CBSE Class 12 Maths Chapter 12 Other Study Materials



NCERT Solutions for Class 12 Maths | Chapter-wise List

Given below are the chapter-wise NCERT 12 Maths solutions PDF. Using these chapter-wise class 12th maths ncert solutions, you can get clear understanding of the concepts from all chapters.




Related Links for NCERT Class 12 Maths in Hindi

Explore these essential links for NCERT Class 12 Maths in Hindi, providing detailed solutions, explanations, and study resources to help students excel in their mathematics exams.




Important Related Links for NCERT Class 12 Maths

FAQs on NCERT Solutions for Class 12 Maths Chapter 12 Linear Programming Ex 12.1

1. What are the steps to solve linear programming?

Here are the steps to solve linear programming:


  • Determine the factors that influence decisions.

  • Compose the objective function.

  • Determine the constraints

  • Select the approach to the linear programming issue.

  • Construct the graph

  • Identify the feasible region

  • Find the optimum point

2. What do you mean by Linear programming?

When a linear function is exposed to various constraints, it is maximised or reduced using the mathematical modelling technique known as "linear programming." In commercial planning and industrial engineering, this approach has worked well for guiding quantitative decisions in the physical and social sciences, though to a lesser extent.

3. How many questions are there in Class 12 Maths Chapter 12 Linear Programming (Ex 12.1) Exercise 12.1?

Class 12 Maths Chapter 12 Linear Programming (Ex 12.1) Exercise 12.1 consists of a total of ten conceptual questions.

4. Why should I practice class 12 maths NCERT chapter 12  Linear Programming (Ex 12.1) Exercise 12.1?

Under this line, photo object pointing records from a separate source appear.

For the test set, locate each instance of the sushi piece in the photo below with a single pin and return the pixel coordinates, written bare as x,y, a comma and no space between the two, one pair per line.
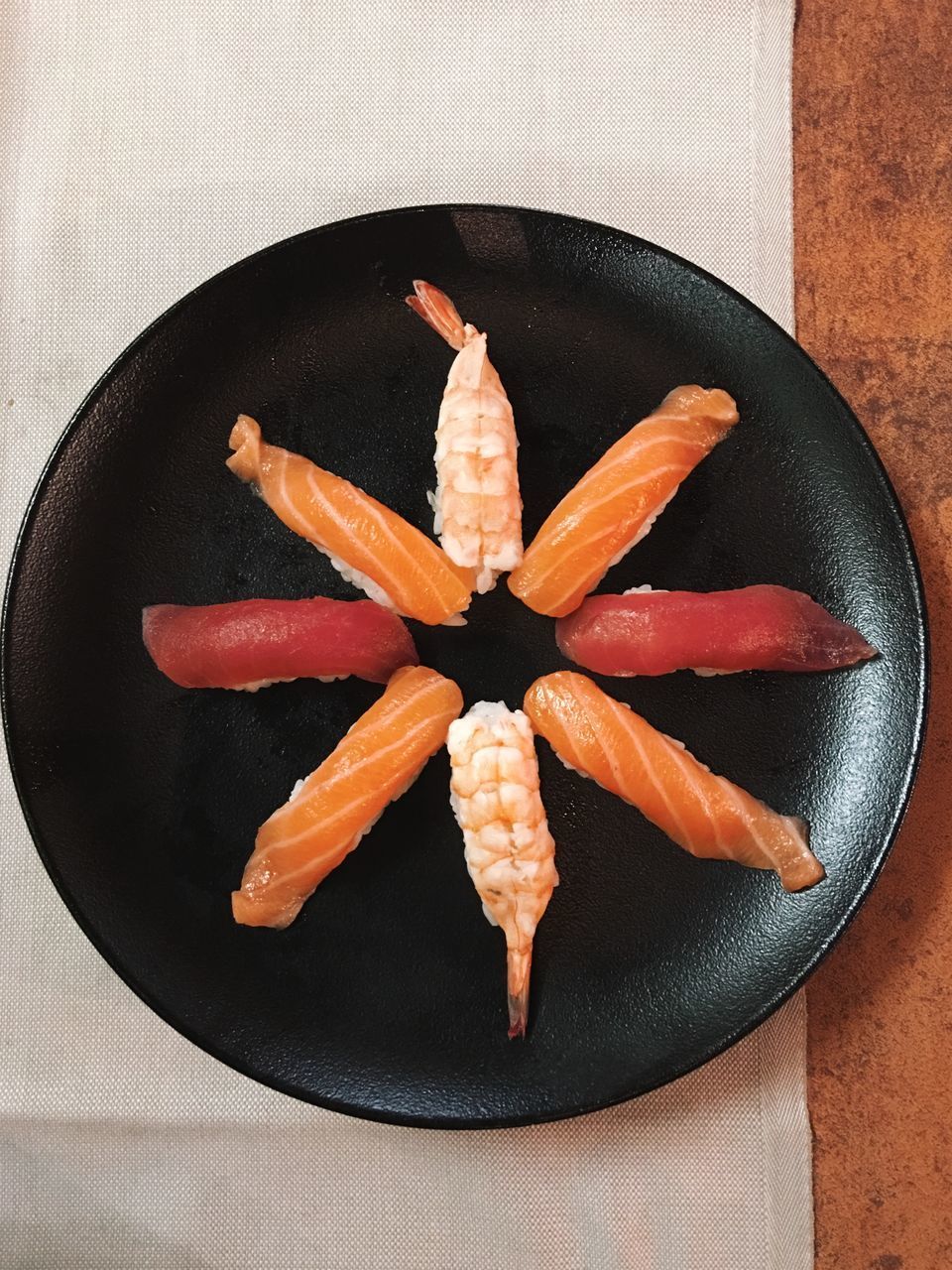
368,544
616,502
327,815
706,815
254,643
763,627
509,851
476,504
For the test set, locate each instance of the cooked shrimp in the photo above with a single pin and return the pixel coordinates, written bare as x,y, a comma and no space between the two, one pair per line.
477,511
509,851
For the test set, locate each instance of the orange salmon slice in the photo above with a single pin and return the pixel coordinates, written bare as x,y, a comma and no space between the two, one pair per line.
376,762
703,813
616,502
416,575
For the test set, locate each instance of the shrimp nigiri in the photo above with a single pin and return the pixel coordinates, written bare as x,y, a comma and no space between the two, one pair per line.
327,815
477,511
703,813
616,502
509,851
370,545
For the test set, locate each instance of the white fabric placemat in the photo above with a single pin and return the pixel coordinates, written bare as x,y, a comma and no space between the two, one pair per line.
143,148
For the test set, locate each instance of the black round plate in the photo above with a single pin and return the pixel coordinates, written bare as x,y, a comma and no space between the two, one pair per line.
386,997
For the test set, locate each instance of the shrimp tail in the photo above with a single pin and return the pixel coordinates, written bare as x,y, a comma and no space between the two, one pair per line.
439,312
245,440
518,964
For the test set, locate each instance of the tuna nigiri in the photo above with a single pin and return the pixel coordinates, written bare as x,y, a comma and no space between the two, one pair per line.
476,504
649,631
253,643
703,813
509,851
368,544
377,761
616,502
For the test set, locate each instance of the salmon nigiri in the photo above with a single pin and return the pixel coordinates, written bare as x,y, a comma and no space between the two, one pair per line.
476,504
509,849
703,813
324,820
616,502
368,544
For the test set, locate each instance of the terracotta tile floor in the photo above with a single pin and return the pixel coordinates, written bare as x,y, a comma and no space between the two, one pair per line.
873,109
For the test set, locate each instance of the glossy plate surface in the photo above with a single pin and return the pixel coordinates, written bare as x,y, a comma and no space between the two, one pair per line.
386,997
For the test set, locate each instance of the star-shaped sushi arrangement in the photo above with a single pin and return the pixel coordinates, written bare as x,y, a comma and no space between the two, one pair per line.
495,792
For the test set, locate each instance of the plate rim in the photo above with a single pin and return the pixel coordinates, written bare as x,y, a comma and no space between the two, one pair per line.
395,1116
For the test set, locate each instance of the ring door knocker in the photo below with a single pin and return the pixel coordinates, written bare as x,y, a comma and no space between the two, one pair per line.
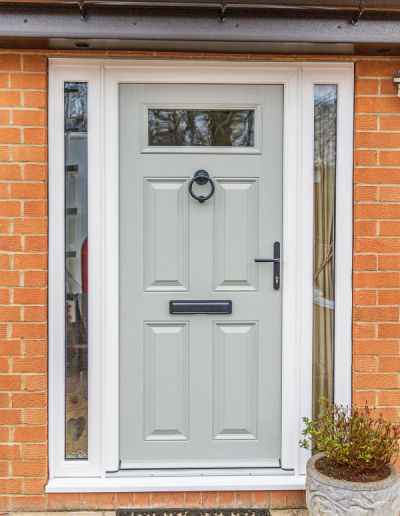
201,177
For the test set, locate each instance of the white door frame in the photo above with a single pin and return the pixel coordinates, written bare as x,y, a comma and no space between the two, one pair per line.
104,77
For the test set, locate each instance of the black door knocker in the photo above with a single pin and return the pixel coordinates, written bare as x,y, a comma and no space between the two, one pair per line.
201,177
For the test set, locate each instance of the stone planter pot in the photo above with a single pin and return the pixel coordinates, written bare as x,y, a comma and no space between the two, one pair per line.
330,497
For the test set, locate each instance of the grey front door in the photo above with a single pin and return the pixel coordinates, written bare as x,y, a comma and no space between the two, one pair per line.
200,390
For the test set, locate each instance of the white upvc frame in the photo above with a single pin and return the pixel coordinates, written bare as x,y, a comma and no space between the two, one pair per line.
104,78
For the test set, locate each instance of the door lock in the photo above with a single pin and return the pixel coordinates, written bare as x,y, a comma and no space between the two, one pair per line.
276,260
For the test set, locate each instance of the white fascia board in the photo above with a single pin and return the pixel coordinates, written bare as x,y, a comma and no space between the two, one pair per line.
161,484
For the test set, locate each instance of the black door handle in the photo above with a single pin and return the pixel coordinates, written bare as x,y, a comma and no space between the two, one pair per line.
276,260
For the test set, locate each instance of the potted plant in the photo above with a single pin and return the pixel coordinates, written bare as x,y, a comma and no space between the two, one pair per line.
351,473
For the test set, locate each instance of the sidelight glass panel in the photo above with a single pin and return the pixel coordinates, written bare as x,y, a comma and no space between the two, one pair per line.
76,271
183,127
325,126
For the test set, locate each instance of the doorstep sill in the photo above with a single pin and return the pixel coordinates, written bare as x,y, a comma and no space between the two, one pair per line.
173,484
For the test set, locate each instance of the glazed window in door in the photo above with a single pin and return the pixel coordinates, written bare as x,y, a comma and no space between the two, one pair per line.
200,390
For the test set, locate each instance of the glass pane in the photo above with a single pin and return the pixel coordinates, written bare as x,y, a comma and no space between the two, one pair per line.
182,127
76,271
325,115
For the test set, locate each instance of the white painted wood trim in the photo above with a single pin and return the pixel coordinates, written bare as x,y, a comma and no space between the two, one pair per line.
296,258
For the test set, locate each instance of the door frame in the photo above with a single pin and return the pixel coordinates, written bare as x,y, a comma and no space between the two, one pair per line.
104,77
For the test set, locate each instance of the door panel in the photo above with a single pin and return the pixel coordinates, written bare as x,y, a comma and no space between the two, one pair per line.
200,390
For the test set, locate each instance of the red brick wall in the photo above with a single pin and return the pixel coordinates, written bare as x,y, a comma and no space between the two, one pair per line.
23,285
376,361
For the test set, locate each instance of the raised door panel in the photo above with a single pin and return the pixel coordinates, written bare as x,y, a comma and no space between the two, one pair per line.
166,382
235,381
236,235
166,235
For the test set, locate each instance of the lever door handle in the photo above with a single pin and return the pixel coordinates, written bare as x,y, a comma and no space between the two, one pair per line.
276,260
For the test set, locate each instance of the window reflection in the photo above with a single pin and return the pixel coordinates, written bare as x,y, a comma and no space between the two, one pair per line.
181,127
325,117
76,271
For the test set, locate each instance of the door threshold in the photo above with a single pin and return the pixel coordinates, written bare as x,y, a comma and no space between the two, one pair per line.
197,472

The NCERT book and solutions have been prepared by the best and most highly skilled educators and scholars and have created the content in such a way that all the maths concepts could be understood by each student. Practising exercise 12.1 will help you in clearing your basics about the concept of Linear programming and will help as you go further through the chapter. The NCERT math book has explained the concept of linear programming, on which the first exercise is based, with the help of solved examples that are written in the easiest way.

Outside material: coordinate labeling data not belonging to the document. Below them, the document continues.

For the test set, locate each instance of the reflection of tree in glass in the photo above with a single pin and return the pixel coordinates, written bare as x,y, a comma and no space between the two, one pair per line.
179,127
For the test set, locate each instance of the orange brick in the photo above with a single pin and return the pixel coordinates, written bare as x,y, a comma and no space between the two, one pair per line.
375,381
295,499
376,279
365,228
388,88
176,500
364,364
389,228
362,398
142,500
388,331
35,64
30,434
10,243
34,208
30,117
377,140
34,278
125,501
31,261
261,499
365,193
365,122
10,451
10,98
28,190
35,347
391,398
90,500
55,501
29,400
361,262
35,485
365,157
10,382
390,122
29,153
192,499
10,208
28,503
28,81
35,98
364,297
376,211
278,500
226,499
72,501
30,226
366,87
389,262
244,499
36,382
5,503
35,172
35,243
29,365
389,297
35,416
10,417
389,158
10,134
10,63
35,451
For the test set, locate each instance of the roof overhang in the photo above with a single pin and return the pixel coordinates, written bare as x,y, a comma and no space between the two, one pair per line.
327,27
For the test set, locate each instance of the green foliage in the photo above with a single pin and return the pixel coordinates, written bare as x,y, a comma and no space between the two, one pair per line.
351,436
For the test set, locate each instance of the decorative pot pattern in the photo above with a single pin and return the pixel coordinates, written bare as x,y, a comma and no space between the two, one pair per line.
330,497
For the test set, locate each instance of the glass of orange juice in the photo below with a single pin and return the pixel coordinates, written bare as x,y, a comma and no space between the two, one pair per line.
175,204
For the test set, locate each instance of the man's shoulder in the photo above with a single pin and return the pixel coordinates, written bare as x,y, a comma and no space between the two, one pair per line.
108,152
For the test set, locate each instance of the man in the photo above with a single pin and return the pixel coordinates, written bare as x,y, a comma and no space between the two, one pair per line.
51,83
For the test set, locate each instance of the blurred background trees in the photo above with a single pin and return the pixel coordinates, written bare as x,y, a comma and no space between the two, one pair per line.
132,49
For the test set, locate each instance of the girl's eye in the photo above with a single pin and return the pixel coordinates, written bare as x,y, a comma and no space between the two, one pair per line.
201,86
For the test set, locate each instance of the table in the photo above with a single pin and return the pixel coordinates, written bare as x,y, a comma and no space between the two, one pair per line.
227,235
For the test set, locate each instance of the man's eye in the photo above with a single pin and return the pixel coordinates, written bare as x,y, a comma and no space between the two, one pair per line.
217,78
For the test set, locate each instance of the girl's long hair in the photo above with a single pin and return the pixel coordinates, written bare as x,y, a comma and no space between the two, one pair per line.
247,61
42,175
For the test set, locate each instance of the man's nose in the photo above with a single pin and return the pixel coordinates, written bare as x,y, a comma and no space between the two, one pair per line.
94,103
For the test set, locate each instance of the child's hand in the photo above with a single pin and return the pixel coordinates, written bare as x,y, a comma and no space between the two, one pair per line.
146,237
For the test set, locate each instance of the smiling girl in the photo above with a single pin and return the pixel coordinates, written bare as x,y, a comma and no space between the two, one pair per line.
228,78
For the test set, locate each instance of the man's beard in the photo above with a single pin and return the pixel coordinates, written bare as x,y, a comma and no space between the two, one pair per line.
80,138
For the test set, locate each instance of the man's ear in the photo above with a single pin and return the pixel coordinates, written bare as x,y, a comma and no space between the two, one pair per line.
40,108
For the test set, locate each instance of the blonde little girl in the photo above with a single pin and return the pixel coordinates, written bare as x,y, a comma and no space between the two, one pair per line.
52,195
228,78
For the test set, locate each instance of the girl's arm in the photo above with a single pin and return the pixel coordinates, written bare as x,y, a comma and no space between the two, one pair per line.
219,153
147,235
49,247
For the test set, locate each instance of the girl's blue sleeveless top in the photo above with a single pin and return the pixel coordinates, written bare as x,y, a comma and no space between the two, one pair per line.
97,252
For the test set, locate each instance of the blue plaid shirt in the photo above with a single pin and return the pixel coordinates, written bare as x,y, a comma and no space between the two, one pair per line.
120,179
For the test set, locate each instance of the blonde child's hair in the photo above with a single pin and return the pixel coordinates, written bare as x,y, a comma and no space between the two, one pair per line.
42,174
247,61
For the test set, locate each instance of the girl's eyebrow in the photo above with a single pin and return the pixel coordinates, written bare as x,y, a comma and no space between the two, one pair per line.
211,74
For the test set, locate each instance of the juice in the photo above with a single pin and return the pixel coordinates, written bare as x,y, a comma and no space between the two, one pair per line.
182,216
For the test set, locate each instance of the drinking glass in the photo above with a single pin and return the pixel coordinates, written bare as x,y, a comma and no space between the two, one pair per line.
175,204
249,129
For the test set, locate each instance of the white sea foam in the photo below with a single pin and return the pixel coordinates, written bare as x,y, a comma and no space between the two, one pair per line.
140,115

5. Where can I find the NCERT solutions for Class 12 Maths chapter 12  Linear Programming (Ex 12.1) Exercise 12.1?

NCERT solutions for class 12 maths chapter 12 linear programming (Ex 12.1) exercise 12.1 are free to download in pdf format from Vedantu. Teachers at Vedantu are highly skilled and experts in their subjects, and they have curated these NCERT solutions according to the latest CBSE pattern and guidelines.

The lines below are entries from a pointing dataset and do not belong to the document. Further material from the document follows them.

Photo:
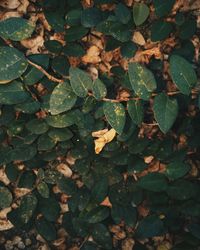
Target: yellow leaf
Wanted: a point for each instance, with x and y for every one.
(104, 136)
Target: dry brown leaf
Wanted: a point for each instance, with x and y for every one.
(92, 55)
(128, 244)
(138, 38)
(10, 4)
(5, 224)
(64, 169)
(106, 202)
(104, 136)
(33, 44)
(3, 176)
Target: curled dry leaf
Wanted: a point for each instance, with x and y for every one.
(10, 4)
(3, 177)
(92, 55)
(138, 38)
(5, 224)
(104, 136)
(64, 169)
(106, 202)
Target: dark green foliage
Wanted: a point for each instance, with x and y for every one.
(139, 173)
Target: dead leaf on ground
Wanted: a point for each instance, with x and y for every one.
(92, 55)
(10, 4)
(104, 136)
(64, 169)
(138, 38)
(106, 202)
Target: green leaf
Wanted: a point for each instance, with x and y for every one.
(43, 189)
(150, 226)
(37, 126)
(182, 190)
(27, 208)
(50, 212)
(16, 29)
(162, 8)
(136, 111)
(60, 65)
(46, 229)
(182, 73)
(154, 182)
(61, 120)
(12, 64)
(80, 81)
(165, 111)
(122, 13)
(177, 170)
(13, 93)
(97, 214)
(102, 236)
(115, 115)
(33, 75)
(160, 30)
(188, 29)
(62, 99)
(21, 153)
(140, 13)
(75, 33)
(61, 134)
(128, 49)
(142, 80)
(5, 197)
(90, 17)
(100, 190)
(99, 89)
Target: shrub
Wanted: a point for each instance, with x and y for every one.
(100, 113)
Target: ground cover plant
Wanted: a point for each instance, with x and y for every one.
(99, 124)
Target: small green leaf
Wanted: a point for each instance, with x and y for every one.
(46, 229)
(99, 89)
(13, 93)
(75, 33)
(115, 115)
(90, 17)
(5, 198)
(160, 30)
(176, 170)
(37, 126)
(162, 8)
(142, 80)
(80, 81)
(136, 111)
(150, 226)
(62, 99)
(155, 182)
(16, 29)
(102, 236)
(122, 13)
(182, 73)
(140, 13)
(43, 189)
(165, 111)
(12, 64)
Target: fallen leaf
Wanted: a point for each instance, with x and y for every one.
(10, 4)
(106, 202)
(92, 55)
(138, 38)
(64, 169)
(104, 136)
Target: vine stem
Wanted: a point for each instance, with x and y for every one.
(54, 79)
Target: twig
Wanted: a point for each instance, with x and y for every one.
(50, 77)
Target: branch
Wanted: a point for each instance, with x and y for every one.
(50, 77)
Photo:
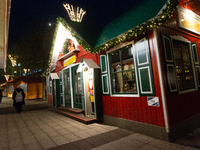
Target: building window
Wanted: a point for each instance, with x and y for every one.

6. What is the main focus of Class 12 Maths ex 12.1 solutions?

Class 12 Maths ex 12.1 solutions focuses on the basics of linear programming, including formulating linear programming problems, understanding constraints, and using the graphical method to find feasible and optimal solutions.

7. How does the graphical method help in solving linear programming problems in class 12 maths chapter 12 exercise 12.1?

The graphical method helps by visually representing constraints on a graph, identifying the feasible region, and determining the optimal solution by evaluating the objective function at the corner points of the feasible region in class 12 linear programming exercise 12.1.

8. What are the key components of a linear programming problem in class 12 exercise 12.1?

The key components include the objective function to be optimized, constraints represented by linear inequalities, and the feasible region where these constraints overlap, forming the solution space.

9. Why is understanding constraints important in linear programming in class 12 maths ch 12 ex 12.1?

In linear programming class 12 maths ch 12 ex 12.1 understanding constraints is crucial because they define the feasible region, which is the set of all possible solutions that satisfy the conditions of the problem. Only within this region can the optimal solution be found.

10. How do Vedantu’s NCERT Solutions assist with ex 12.1 class 12?

Vedantu’s NCERT Solutions of linear programming class 12 exercise 12.1 provide detailed, step-by-step explanations and graphical representations, making it easier for students to understand the concepts and effectively solve linear programming problems.